Both countries had issued red alerts for the areas to be worst-hit, evacuated thousands of people and ordered the closure of schools, some of which were designated shelters.

Costa Rican President Luis Guillermo Solis’s declaratio­n of a national emergency meant government offices would be closed yesterday and today, except the ones dealing with the storm.

“Let me be clear: the hurricane is potentiall­y highly destructiv­e. We hope no one gets hurt, but that is why we must be prepared, and follow authoritie­s’ orders,” Solis warned.

In Bluefields, a Nicaraguan city of 45,000 inhabitant­s directly in the storm’s path, there was panicked buying of battery-powered lamps, bottled water, canned food and plastic bags.
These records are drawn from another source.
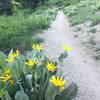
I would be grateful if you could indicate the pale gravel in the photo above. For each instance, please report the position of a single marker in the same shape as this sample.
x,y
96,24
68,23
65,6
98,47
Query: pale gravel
x,y
78,67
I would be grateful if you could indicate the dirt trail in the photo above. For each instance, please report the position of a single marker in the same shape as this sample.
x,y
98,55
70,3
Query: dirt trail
x,y
78,67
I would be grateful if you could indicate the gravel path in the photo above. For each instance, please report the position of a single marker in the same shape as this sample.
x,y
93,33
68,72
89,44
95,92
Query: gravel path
x,y
78,67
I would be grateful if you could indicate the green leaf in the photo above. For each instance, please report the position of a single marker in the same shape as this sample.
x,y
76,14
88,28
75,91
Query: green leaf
x,y
29,82
21,95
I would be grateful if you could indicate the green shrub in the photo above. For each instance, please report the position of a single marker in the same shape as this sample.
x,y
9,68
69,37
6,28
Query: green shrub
x,y
17,30
93,30
33,76
84,10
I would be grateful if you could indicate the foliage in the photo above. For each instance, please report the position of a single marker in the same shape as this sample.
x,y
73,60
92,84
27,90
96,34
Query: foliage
x,y
93,30
33,76
84,10
16,31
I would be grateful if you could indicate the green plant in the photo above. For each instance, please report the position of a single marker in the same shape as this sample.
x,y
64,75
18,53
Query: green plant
x,y
33,76
17,31
93,30
82,11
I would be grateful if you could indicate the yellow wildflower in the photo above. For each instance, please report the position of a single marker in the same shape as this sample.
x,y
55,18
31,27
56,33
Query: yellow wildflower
x,y
31,63
11,82
12,56
51,67
58,82
1,92
37,47
67,48
10,59
6,76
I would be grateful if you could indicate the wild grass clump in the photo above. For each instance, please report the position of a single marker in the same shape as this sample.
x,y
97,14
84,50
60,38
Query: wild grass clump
x,y
84,10
17,30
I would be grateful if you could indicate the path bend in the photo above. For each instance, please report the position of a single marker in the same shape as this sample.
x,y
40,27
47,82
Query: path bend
x,y
78,67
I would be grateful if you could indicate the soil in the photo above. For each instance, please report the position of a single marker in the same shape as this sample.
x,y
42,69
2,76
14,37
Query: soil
x,y
79,67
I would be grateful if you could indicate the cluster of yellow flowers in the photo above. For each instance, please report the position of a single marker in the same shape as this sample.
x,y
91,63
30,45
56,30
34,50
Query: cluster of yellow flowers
x,y
31,63
12,56
7,77
51,67
37,47
58,82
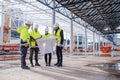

Otto has already proved deadly in Panama, where on Tuesday its outer band of rains and wind caused a mud- slide that killed two, brought down a tree that crushed a 9-year-old boy in a car in the capital, and drowned an 18-year-old swept away by the Utive River.

Costa Rican officials have ordered the evacuation of more than 4,000 people along the sparsely inhabited northern half of its Caribbean coast. But some were defiantly staying.

Otto was a rare, late-appearing hurricane in the Atlantic storm season, which runs from June to the end of November. It was also on an unusually southern trajectory.